Dan Cooke, Director of External Affairs at Viridor, went further, stating that there needs to be a "firm focus on ‘front end’ recycling and how to get to near term and more stretching targets – re-telling the story of why recycling matters and why quality, not just quantity, counts".

He added: "We need to invest in education, engagement and convenient collection systems and, most importantly, in more ‘next generation’ infrastructure. This will combine accessible, simple recycling with quality focused outputs through smart use of technology...To help us do that, we need government to step forward, not backwards, in providing clearer support in incentivising best practice whilst tackling waste crime. Only then will we significantly improve rates of recycling in England and truly maximise the potential of a national renewable resource.”

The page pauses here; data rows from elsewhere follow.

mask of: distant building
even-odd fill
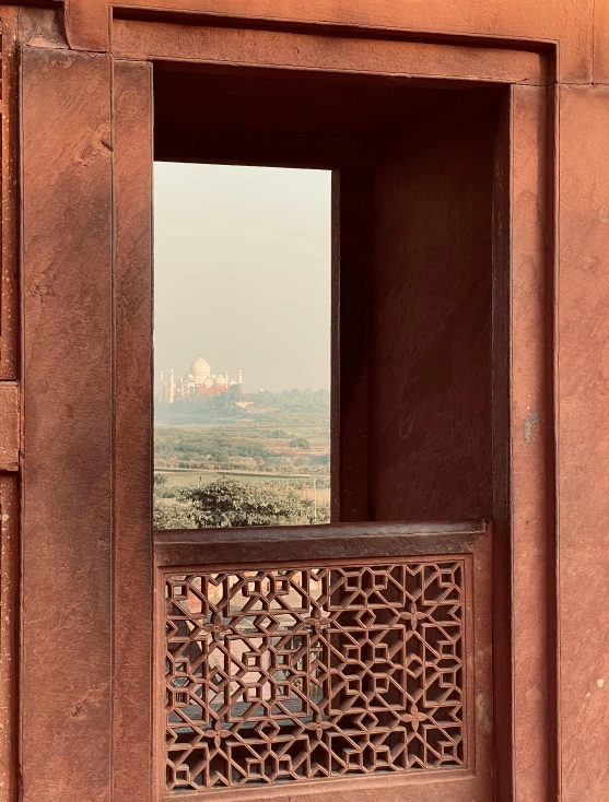
[[[173,404],[196,396],[221,396],[229,392],[232,387],[237,387],[243,392],[243,371],[239,370],[238,379],[230,378],[229,371],[224,374],[212,374],[211,367],[200,355],[188,368],[185,376],[174,376],[169,370],[169,380],[165,381],[163,370],[159,376],[157,399],[161,403]]]

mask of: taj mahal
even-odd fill
[[[169,380],[165,381],[163,370],[159,376],[159,401],[161,403],[176,403],[195,396],[220,396],[229,392],[233,387],[243,392],[243,371],[238,371],[238,378],[232,379],[226,370],[223,374],[211,371],[210,364],[199,356],[190,364],[188,373],[178,376],[169,370]]]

However, Kristian Dales, Sales and Marketing Director at waste management company FCC Environment, noted that the waste management and recycling industry has a “vital role to play in helping local authorities deliver a user-friendly system of collections which is cost-effective and will continue to boost recycling levels”.

He added: “In order to provide long-term support to prevent the stagnation of recycling rates, our industry needs consistency regarding legislative and economic drivers to encourage investment in infrastructure and market growth.”